An article this week in ISO&Agent identifies a shift in attitude from the traditional core of the merchant acquiring space toward the technology companies that acquirers historically viewed as industry interlopers.
The Electronic Transactions Association has elected to admit as members firms that do not fit the typical payments industry model, such as Google, Verizon, Panasonic, and Ericsson.
The article finds that ISOs and other merchant service providers seem more willing to embrace tech providers as potential business partners because they are more confident that their merchant relationships are safe from disintermediation. What’s more, the merchant relationships that ISOs have cultivated position them as attractive counterparties for firms seeking implementation of new payment technologies, such as mobile payments.
One sure sign of the transition is on display at the Electronic Transactions Association, a Washington-based trade group for ISOs, processors and acquirers.

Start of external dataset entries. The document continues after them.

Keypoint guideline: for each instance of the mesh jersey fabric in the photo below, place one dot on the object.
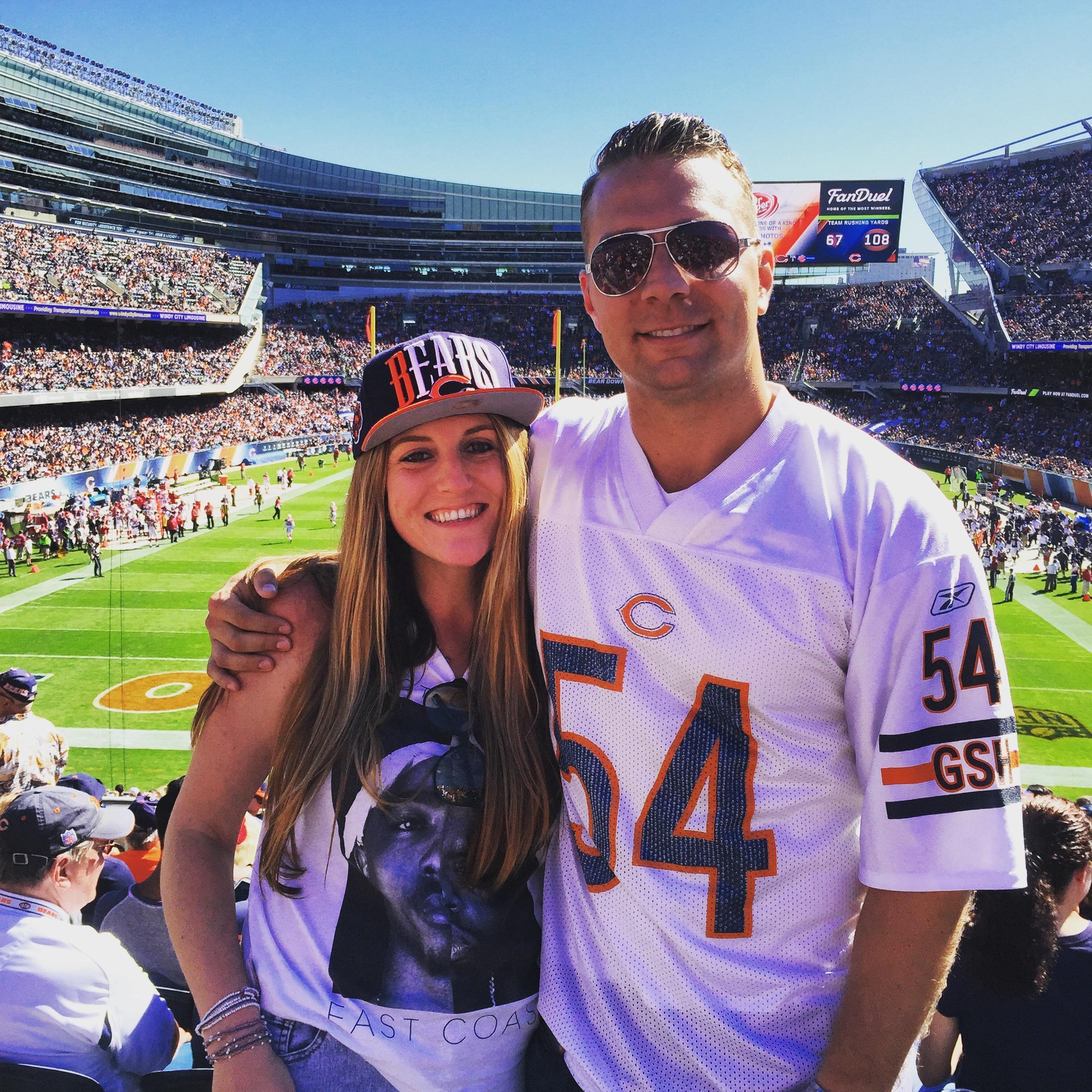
(736, 677)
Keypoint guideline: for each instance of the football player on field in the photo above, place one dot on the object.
(779, 700)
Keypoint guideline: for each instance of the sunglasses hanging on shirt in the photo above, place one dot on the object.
(460, 774)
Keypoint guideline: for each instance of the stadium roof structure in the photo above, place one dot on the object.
(1061, 140)
(77, 67)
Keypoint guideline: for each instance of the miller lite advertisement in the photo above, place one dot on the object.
(839, 223)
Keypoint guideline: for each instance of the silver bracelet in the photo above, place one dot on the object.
(250, 1026)
(240, 1045)
(248, 997)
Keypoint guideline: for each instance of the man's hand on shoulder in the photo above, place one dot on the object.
(243, 638)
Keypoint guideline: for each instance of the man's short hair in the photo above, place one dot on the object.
(675, 137)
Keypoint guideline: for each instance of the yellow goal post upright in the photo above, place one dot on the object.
(556, 342)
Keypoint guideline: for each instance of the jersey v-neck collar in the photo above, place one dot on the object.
(676, 519)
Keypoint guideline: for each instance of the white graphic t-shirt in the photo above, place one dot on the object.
(387, 949)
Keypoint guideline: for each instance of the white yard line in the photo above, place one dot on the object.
(1065, 622)
(115, 559)
(1078, 777)
(128, 739)
(74, 656)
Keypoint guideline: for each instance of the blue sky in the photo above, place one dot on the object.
(523, 94)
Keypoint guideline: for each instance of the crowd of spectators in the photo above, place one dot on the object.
(1025, 213)
(1040, 434)
(88, 438)
(332, 338)
(893, 332)
(52, 265)
(46, 55)
(897, 331)
(50, 355)
(1049, 317)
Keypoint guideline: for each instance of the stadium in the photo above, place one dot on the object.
(185, 315)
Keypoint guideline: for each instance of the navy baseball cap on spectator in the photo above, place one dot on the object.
(84, 782)
(20, 685)
(143, 812)
(47, 822)
(436, 375)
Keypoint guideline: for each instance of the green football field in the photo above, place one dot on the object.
(123, 658)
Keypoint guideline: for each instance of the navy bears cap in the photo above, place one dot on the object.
(46, 822)
(20, 685)
(436, 375)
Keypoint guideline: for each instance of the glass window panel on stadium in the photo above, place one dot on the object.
(79, 155)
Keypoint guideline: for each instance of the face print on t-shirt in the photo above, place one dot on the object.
(412, 934)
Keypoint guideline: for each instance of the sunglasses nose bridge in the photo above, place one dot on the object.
(667, 276)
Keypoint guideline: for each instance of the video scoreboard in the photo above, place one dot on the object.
(838, 223)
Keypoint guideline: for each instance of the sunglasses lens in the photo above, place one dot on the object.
(460, 776)
(707, 249)
(447, 706)
(620, 265)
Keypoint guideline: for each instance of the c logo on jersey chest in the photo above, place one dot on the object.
(659, 608)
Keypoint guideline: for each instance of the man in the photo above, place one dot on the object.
(754, 703)
(32, 751)
(115, 875)
(135, 915)
(96, 554)
(142, 850)
(70, 997)
(1052, 576)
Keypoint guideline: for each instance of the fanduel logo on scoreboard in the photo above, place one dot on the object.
(856, 199)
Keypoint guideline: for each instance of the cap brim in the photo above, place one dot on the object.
(522, 404)
(114, 823)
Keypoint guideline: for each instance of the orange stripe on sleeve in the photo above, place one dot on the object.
(907, 774)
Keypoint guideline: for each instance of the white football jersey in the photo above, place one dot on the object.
(768, 691)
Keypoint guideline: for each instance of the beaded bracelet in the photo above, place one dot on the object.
(240, 1046)
(252, 1026)
(246, 998)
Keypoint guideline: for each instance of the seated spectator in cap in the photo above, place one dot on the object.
(70, 997)
(32, 751)
(142, 850)
(1020, 989)
(136, 915)
(115, 875)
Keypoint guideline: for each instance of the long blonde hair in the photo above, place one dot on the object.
(379, 632)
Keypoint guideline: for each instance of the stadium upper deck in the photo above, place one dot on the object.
(86, 153)
(1016, 222)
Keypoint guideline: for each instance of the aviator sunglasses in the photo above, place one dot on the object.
(460, 774)
(706, 249)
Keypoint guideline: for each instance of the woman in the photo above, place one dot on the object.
(391, 929)
(1022, 985)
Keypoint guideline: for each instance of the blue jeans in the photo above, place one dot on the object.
(319, 1063)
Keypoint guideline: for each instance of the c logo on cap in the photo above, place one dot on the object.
(437, 390)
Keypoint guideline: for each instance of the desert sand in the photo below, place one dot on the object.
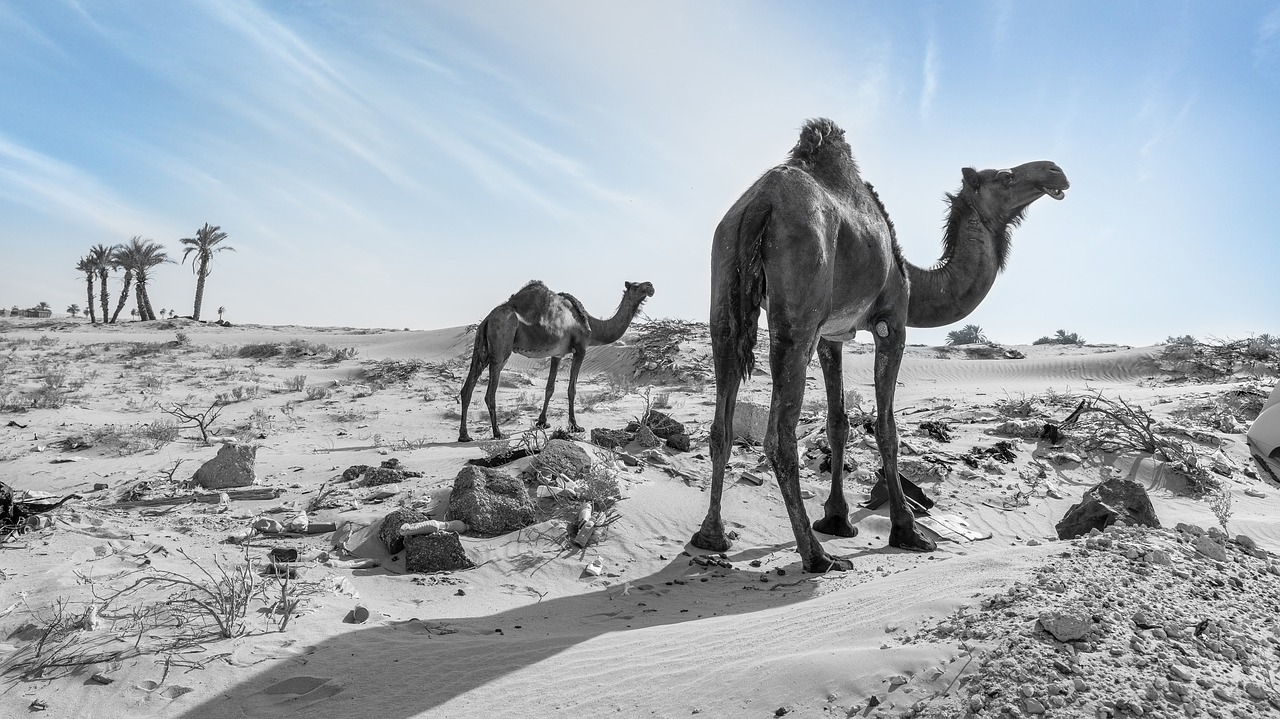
(661, 631)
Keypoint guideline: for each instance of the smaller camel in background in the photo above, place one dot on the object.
(539, 323)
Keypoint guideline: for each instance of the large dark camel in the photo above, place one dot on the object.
(812, 244)
(539, 323)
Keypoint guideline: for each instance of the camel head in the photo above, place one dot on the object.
(1002, 196)
(638, 292)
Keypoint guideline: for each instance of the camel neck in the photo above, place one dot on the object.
(607, 331)
(954, 288)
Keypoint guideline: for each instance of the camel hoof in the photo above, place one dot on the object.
(836, 526)
(827, 563)
(716, 543)
(910, 539)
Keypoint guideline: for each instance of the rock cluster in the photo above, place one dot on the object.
(1106, 503)
(385, 474)
(1130, 622)
(231, 467)
(490, 502)
(389, 530)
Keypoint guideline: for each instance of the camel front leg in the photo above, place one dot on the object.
(579, 355)
(467, 388)
(542, 424)
(888, 357)
(490, 394)
(711, 536)
(835, 520)
(790, 358)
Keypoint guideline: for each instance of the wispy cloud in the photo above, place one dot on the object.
(1266, 47)
(59, 189)
(929, 82)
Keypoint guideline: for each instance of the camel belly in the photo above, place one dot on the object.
(553, 338)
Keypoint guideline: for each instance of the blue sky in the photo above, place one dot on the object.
(411, 164)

A successful push to persuade tech companies to join the association represents the biggest change the group’s new CEO, Jason Oxman, has seen in his brief tenure. In just three months with the organization, he has managed to help bring Google and other tech firms in as members.“One of the things I’ve been focused on since my arrival is in implementing a strategy our board chairman Eddie Myers likes to call ‘expanding the tent,’ ” Oxman says.
Persuading tech companies to join the association could represent an early step in forming relationships between those companies and ISOs, he says.
“When we bring technology companies into ETA and expand our activities around new payments infrastructure, we do so with the goal of creating new business opportunities and fostering business connections for our member companies,” says Oxman.